L’Office européen des Brevets (OEB) vient d’être autorisé à la consulter. Il pourra ainsi s’assurer que tel ou tel brevet susceptible d’être déposé sur le Vieux continent ne concerne pas un traitement existant déjà en Inde.
Il faut dire que le gouvernement indien a été particulièrement échaudé quand, en 1994, un anti-fongique dérivé du margousier a obtenu un brevet européen alors qu’il était utilisé en médecine traditionnelle indienne depuis plusieurs centaines d’années !

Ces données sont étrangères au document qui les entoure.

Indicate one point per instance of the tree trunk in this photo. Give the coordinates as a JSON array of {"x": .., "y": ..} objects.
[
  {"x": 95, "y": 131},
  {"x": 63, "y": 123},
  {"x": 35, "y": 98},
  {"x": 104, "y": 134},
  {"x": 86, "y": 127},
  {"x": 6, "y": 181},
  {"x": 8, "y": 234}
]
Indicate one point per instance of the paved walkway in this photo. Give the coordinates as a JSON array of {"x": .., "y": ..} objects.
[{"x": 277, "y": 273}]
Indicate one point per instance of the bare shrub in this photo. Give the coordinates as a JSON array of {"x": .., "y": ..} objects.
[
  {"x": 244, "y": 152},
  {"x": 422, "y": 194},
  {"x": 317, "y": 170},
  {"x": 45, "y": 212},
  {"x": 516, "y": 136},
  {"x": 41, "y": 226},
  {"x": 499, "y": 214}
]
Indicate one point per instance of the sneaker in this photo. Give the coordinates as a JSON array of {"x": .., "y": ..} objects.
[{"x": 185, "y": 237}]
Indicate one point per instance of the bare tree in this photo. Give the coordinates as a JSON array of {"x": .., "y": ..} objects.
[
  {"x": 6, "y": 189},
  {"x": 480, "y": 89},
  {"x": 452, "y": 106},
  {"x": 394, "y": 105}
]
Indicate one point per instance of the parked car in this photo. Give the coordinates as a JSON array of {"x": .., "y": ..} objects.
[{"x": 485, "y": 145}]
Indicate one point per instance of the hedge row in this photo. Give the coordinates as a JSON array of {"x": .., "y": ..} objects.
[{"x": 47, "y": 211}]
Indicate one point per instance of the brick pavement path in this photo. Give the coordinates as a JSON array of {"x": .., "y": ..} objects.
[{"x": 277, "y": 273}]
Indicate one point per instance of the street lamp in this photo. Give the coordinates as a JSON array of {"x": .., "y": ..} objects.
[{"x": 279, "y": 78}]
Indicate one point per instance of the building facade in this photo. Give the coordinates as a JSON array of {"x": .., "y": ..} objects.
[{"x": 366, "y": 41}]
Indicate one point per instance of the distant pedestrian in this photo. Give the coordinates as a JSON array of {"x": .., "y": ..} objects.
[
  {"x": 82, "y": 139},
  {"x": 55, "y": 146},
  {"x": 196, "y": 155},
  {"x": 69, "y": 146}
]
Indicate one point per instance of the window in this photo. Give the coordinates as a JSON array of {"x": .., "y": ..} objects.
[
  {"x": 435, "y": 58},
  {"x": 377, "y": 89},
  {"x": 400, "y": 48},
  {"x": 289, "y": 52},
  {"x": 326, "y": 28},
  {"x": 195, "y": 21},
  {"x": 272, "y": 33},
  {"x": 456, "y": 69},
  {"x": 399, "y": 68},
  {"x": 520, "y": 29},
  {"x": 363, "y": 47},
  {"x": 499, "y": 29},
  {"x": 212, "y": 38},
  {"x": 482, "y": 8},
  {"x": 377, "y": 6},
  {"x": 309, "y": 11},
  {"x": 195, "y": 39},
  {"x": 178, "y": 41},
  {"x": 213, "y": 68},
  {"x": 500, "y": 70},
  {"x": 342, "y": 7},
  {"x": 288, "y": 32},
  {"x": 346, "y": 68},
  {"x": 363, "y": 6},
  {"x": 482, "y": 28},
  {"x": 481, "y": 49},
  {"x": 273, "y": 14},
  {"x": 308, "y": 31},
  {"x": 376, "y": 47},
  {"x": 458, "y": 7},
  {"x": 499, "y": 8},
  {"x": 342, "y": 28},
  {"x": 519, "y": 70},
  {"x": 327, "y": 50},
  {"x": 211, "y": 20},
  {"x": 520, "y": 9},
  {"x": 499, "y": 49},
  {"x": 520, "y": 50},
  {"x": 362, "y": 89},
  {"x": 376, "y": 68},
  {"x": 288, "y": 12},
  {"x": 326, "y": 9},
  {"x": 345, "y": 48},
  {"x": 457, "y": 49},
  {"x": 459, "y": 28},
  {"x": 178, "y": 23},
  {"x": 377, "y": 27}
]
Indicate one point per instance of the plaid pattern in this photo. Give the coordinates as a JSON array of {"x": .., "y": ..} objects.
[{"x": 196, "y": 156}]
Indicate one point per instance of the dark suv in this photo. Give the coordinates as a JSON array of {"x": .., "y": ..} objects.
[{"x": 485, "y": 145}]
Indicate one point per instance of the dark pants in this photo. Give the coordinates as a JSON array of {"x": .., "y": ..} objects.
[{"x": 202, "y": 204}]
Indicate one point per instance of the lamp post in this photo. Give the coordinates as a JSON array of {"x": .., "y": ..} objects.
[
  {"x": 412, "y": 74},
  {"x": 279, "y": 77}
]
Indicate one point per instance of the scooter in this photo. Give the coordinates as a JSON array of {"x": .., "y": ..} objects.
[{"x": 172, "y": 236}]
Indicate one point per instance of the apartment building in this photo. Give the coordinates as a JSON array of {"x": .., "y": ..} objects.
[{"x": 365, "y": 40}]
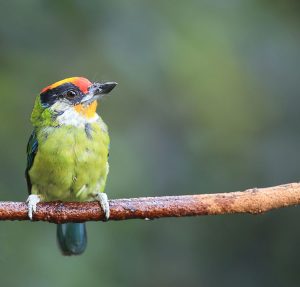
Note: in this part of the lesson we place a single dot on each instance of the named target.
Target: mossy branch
(253, 201)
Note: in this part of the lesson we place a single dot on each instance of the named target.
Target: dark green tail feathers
(71, 238)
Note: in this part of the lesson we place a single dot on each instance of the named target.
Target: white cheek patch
(73, 118)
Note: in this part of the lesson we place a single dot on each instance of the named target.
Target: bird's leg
(32, 201)
(103, 200)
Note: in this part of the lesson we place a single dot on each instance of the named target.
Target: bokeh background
(208, 101)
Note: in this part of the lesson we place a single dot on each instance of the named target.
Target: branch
(253, 201)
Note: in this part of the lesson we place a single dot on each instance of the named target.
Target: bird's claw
(103, 200)
(32, 201)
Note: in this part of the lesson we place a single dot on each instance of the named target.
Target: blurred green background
(207, 101)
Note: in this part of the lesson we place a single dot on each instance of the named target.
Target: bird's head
(75, 96)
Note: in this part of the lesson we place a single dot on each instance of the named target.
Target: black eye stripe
(49, 97)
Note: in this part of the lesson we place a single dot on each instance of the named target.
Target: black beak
(101, 88)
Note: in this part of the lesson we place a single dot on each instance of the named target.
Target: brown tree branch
(254, 201)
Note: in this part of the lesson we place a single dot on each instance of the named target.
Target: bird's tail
(71, 238)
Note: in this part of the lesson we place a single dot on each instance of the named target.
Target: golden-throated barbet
(67, 152)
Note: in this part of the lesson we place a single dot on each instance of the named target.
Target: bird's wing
(32, 148)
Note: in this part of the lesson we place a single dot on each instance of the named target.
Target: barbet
(67, 153)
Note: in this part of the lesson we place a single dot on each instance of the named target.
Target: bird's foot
(32, 201)
(103, 200)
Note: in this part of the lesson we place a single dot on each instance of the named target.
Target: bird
(67, 153)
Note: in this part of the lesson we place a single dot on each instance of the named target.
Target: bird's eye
(71, 94)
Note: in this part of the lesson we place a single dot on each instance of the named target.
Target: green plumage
(70, 163)
(67, 162)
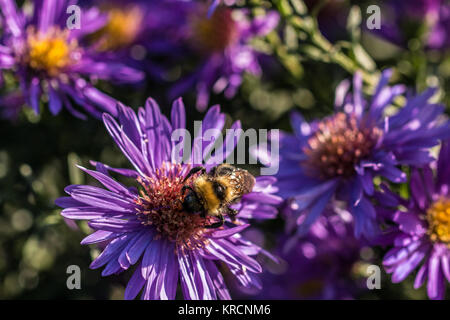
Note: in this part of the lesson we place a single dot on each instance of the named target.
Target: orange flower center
(216, 33)
(438, 217)
(50, 52)
(121, 30)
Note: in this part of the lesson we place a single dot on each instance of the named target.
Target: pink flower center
(338, 145)
(161, 206)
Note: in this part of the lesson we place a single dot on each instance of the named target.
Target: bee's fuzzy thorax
(204, 187)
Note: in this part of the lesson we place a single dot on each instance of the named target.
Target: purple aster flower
(48, 59)
(148, 227)
(319, 266)
(137, 32)
(421, 236)
(337, 158)
(222, 40)
(216, 3)
(403, 18)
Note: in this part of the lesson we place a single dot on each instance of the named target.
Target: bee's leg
(232, 213)
(194, 171)
(217, 224)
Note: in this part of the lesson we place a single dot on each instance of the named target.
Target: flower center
(49, 52)
(438, 217)
(338, 145)
(160, 206)
(121, 29)
(216, 33)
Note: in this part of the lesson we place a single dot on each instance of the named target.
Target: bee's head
(191, 203)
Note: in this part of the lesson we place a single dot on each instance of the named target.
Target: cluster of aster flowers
(123, 43)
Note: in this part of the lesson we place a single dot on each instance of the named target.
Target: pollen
(160, 206)
(340, 143)
(216, 33)
(50, 52)
(438, 217)
(121, 30)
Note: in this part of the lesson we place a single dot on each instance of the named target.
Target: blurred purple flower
(421, 236)
(338, 157)
(48, 58)
(403, 19)
(222, 40)
(320, 265)
(148, 227)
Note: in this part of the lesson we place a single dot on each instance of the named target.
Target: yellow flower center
(161, 205)
(121, 30)
(438, 216)
(49, 52)
(215, 33)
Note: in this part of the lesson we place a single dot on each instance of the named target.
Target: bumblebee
(211, 194)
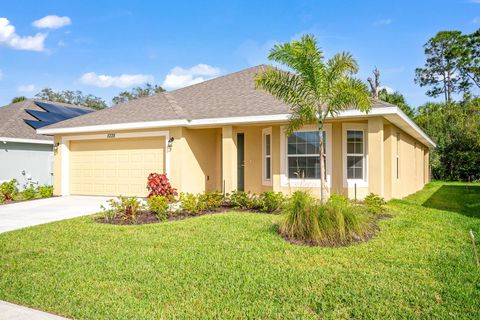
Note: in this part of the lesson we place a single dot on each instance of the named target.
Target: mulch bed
(147, 217)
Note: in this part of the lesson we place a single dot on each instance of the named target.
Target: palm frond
(283, 85)
(347, 94)
(302, 56)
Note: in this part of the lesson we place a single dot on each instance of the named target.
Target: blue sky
(104, 47)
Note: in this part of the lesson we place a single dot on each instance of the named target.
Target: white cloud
(180, 77)
(390, 90)
(52, 22)
(26, 88)
(383, 22)
(9, 37)
(121, 81)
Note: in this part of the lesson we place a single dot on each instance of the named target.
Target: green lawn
(235, 265)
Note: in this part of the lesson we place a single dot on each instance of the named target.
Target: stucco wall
(202, 159)
(34, 159)
(412, 163)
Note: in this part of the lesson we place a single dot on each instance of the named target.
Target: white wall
(35, 159)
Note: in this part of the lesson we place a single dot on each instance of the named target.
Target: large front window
(303, 155)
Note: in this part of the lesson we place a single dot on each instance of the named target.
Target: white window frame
(265, 181)
(285, 181)
(350, 183)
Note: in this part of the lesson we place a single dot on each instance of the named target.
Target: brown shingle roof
(12, 116)
(231, 95)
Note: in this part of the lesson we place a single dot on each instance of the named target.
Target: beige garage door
(114, 167)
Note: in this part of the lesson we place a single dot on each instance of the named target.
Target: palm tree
(314, 89)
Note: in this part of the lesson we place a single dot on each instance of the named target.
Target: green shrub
(301, 218)
(270, 201)
(189, 203)
(338, 200)
(29, 193)
(374, 203)
(158, 205)
(210, 200)
(108, 214)
(243, 200)
(45, 191)
(126, 207)
(336, 222)
(8, 190)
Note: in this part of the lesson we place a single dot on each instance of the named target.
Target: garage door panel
(115, 167)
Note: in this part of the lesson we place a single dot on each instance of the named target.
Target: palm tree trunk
(322, 163)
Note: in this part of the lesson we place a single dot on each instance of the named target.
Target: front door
(240, 162)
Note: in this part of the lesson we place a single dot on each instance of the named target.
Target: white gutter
(381, 111)
(18, 140)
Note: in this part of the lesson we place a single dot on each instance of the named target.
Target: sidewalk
(10, 311)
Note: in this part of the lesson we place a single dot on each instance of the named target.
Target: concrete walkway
(31, 213)
(10, 311)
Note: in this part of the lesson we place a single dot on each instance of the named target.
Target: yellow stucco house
(225, 135)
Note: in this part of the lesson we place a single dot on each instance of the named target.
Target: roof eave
(391, 113)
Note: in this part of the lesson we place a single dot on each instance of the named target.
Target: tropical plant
(29, 193)
(159, 185)
(374, 203)
(337, 222)
(127, 208)
(211, 200)
(189, 203)
(314, 89)
(270, 201)
(158, 205)
(45, 191)
(8, 190)
(300, 219)
(243, 200)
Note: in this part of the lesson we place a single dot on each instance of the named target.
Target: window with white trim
(355, 154)
(303, 159)
(267, 172)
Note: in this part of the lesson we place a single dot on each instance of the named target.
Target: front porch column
(376, 168)
(229, 159)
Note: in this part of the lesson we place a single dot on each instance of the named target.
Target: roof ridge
(17, 112)
(216, 78)
(175, 106)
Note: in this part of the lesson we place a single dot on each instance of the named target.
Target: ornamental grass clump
(337, 222)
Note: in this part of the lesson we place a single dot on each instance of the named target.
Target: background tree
(138, 92)
(455, 127)
(18, 99)
(374, 86)
(72, 97)
(441, 71)
(470, 59)
(397, 99)
(315, 89)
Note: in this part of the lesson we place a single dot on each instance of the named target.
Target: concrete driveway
(31, 213)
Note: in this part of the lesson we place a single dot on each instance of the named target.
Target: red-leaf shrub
(159, 185)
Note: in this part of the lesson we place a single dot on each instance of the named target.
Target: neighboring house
(223, 134)
(24, 154)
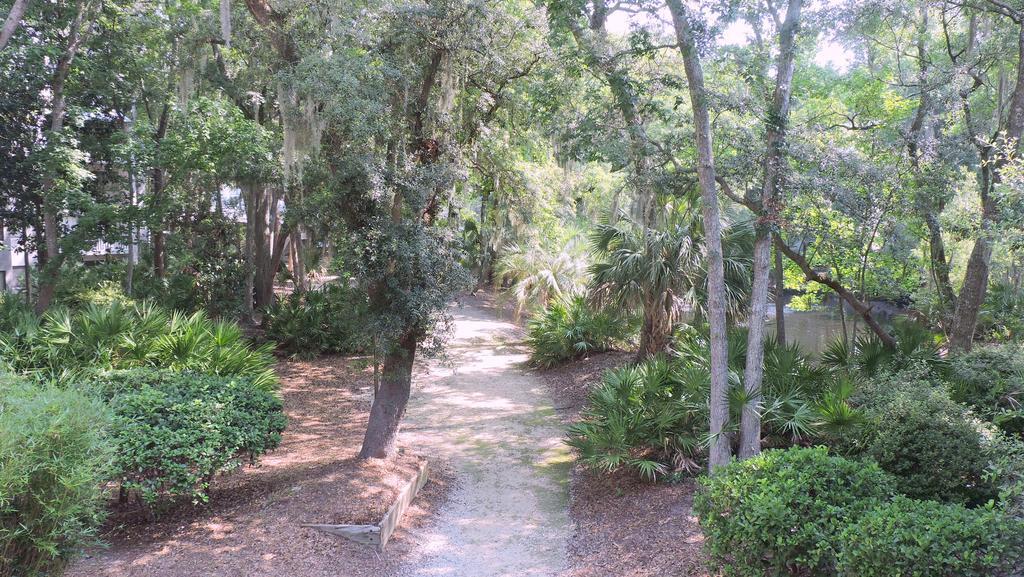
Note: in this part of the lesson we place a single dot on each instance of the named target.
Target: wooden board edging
(379, 534)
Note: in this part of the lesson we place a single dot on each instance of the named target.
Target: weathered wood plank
(367, 534)
(393, 516)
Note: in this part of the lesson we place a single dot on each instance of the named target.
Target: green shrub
(328, 320)
(780, 512)
(910, 538)
(648, 417)
(930, 443)
(61, 343)
(652, 417)
(54, 457)
(570, 328)
(990, 380)
(174, 431)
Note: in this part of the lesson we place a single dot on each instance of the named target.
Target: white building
(12, 259)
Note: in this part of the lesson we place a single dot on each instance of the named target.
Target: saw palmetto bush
(332, 319)
(570, 328)
(61, 343)
(652, 417)
(538, 274)
(867, 355)
(660, 274)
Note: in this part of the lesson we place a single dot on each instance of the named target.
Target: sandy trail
(493, 421)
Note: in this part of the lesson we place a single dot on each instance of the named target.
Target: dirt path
(492, 419)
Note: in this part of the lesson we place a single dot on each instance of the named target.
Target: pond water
(815, 330)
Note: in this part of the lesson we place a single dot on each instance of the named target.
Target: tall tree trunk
(976, 278)
(390, 400)
(249, 252)
(159, 183)
(779, 298)
(655, 333)
(10, 24)
(54, 258)
(778, 115)
(28, 266)
(721, 450)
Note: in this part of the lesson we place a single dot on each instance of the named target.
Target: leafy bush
(54, 456)
(174, 431)
(931, 444)
(990, 380)
(570, 328)
(906, 538)
(328, 320)
(60, 344)
(868, 356)
(780, 512)
(644, 417)
(652, 417)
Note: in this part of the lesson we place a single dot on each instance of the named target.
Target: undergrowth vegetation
(62, 343)
(119, 395)
(330, 319)
(54, 457)
(569, 328)
(173, 430)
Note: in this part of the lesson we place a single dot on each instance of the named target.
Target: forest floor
(504, 499)
(623, 527)
(251, 526)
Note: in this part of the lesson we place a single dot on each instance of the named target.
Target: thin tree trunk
(54, 258)
(721, 450)
(750, 427)
(249, 192)
(28, 266)
(976, 278)
(779, 298)
(10, 24)
(159, 183)
(390, 401)
(655, 332)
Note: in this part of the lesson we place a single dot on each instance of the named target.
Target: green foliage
(868, 356)
(175, 430)
(652, 417)
(54, 457)
(781, 512)
(61, 343)
(666, 268)
(1001, 316)
(907, 538)
(540, 274)
(930, 443)
(649, 417)
(331, 319)
(570, 328)
(990, 380)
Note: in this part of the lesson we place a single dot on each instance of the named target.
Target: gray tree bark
(778, 114)
(721, 449)
(10, 23)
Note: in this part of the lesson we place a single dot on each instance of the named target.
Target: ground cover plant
(55, 456)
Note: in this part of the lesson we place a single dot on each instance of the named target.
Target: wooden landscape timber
(378, 535)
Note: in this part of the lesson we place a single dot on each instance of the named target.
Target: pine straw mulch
(252, 524)
(624, 527)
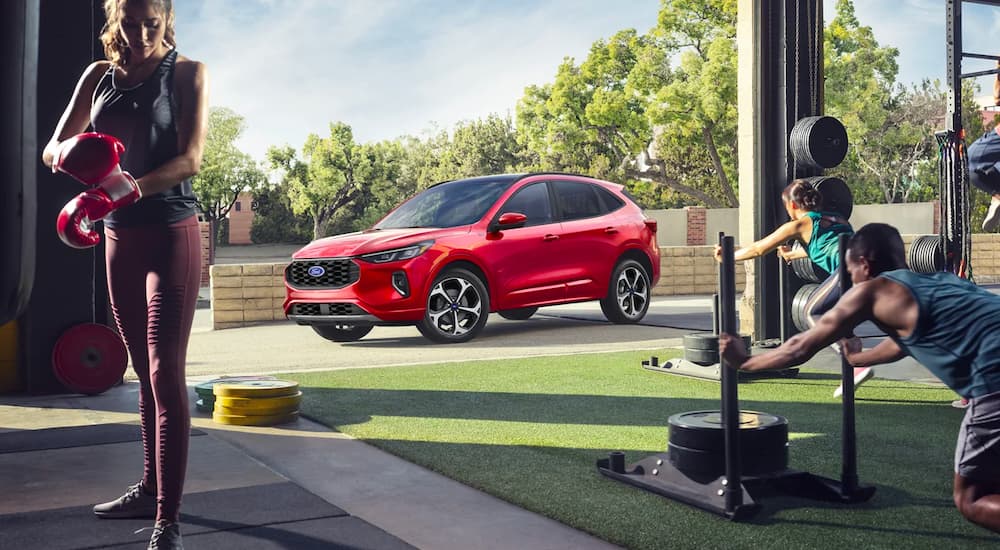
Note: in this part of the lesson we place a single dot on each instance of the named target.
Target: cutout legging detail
(153, 278)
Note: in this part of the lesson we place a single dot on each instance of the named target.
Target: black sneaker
(166, 536)
(135, 503)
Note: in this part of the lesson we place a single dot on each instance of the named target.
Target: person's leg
(822, 300)
(173, 292)
(978, 501)
(977, 463)
(127, 260)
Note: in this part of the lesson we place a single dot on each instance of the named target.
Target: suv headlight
(397, 254)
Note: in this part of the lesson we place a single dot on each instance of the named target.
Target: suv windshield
(447, 204)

Pour Paul Schwander, administrateur principale à l’OEB, « cette coopération entre l’Inde et l’Europe bénéficie aux deux parties. Elle aide l’Inde à protéger son savoir traditionnel et offre à l’OEB une information supplémentaire sur les brevets ». Reste à savoir si cette base de données constituera un rempart suffisant contre les copies, alors que pour sa part la Chine – où la contrefaçon est une vieille connaissance - a breveté plusieurs milliers de ses traitements traditionnels.